Understanding IDC portal cohort plots

Ok, I have a partial understanding. What you have called ‘filter for records’ would be a query to count cases in an original data category (SOPClassUID in this case). It can be adjusted for different filters by changing the ‘WHERE Clause’. Now ‘filter for counts’ would be a query to count cases in derived:segmentation categories (but replace SOPClassUID with a derived:segmentation category). The only difference between this and ‘filter for records’ (besides the category) is the ‘has_segmentation=true’ clause. I think for counts in derived:quantitative you have ‘has_quantitative=true’ instead? Now ‘has_segmentation=true’ is only going to matter when ‘AnatomicRegionSequence is NULL’ is in the filter. If AnatomicRegionSequence has any other filter value then ‘has_segmentation=true’ is redundant.

Actually I I can take a stab at explaining it … with set theory and Venn diagrams. It can be understandable but as is the numbers are not going to be intuitive to anyone who has not spend a few minutes with the documentation.

Example w Discussion:

Here we filter for Atomic Region=Pharyngeal tonsil (adenoid)). From the UI there should only be 25 cases selected.


Here we examine the Modality Counts for the filter ‘Atomic Region=Pharyngeal tonsil (adenoid))’ (see RHS). Each case can have multiple modalities, so we do not expect the sum of all counts to be equal to 25, but the maximum number of counts in any one attribute to be less or equal to 25. This is confirmed.

Here we filter for ‘Atomic Region = None’. The UI is showing that there are only 10 cases with ‘Atomic Region = None’. However, within the Anatomic Region category the UI is only counting cases which have segmentation data but do not have an Anatomic Region within the segmentation data as None. There are hundreds of other cases that do not have any segmentation data.

Here is Modality with the filter ‘Anatomic Region=None’. How is it that many of the case counts are much greater than 10, the total number of cases we show for the ‘Anatomic Region=None’ bucket? Well in counting cases for Modality we now include all the cases that do not have any segmentation data, and by default their ‘Anatomic Region’ is None.

Thank you George, this is precisely what’s happening.

Again–it doesn’t have to work this way, this is just the logical outcome of wanting to associate derived data with the studies/cases they’re linked to. Because we’re working at an instance level with our data, where the derived and original records of a given study or case aren’t unified in one another’s attribute values (because why would they be–they’re different records, after all), we get some weird numbers and lists when we want to count on something other than instance records.

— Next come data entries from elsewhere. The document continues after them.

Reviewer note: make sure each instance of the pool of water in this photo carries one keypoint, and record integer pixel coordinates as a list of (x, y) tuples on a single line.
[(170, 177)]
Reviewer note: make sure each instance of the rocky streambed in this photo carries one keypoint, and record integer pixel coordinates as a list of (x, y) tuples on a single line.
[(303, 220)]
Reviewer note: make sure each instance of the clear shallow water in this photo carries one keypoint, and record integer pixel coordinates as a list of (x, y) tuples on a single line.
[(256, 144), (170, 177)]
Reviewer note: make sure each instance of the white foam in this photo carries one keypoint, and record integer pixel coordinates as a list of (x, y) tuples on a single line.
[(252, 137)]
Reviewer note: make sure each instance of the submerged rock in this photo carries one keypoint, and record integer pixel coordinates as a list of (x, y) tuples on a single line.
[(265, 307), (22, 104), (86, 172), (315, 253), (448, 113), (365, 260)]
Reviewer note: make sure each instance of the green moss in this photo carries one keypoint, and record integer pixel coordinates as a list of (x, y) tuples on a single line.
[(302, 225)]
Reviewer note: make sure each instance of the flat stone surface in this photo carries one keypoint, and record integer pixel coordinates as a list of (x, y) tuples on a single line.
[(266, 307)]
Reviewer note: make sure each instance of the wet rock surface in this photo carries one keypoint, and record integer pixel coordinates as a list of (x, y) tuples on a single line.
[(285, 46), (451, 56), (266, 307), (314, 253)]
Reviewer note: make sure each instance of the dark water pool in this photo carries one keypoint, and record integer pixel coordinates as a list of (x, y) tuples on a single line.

This is is why Ulrika and Justin asked us what we planned to do; it’s a thorny problem with no obvious answer, beyond ‘decide and document’.

Well, not quite - in fact we include all of the cases that have any instance with ‘Anatomic Region’ set to None. And every single case will have such instance, since every single study that has a Segmentation instance will have non-Segmentation instances.

So if the user selects ‘None’ for Derived filters, it has no effect on the definition of the cohort. I do not know how this can be helpful. We can discuss how this behavior can be improved, but until then maybe it’s better to just remove “None” as an option from the filters.

Following the discussion today with @spaquett, @george.white and @wlongabaugh, we all agreed to disable “None” filter selection for the derived data, since its current behavior is most likely not what any user would expect.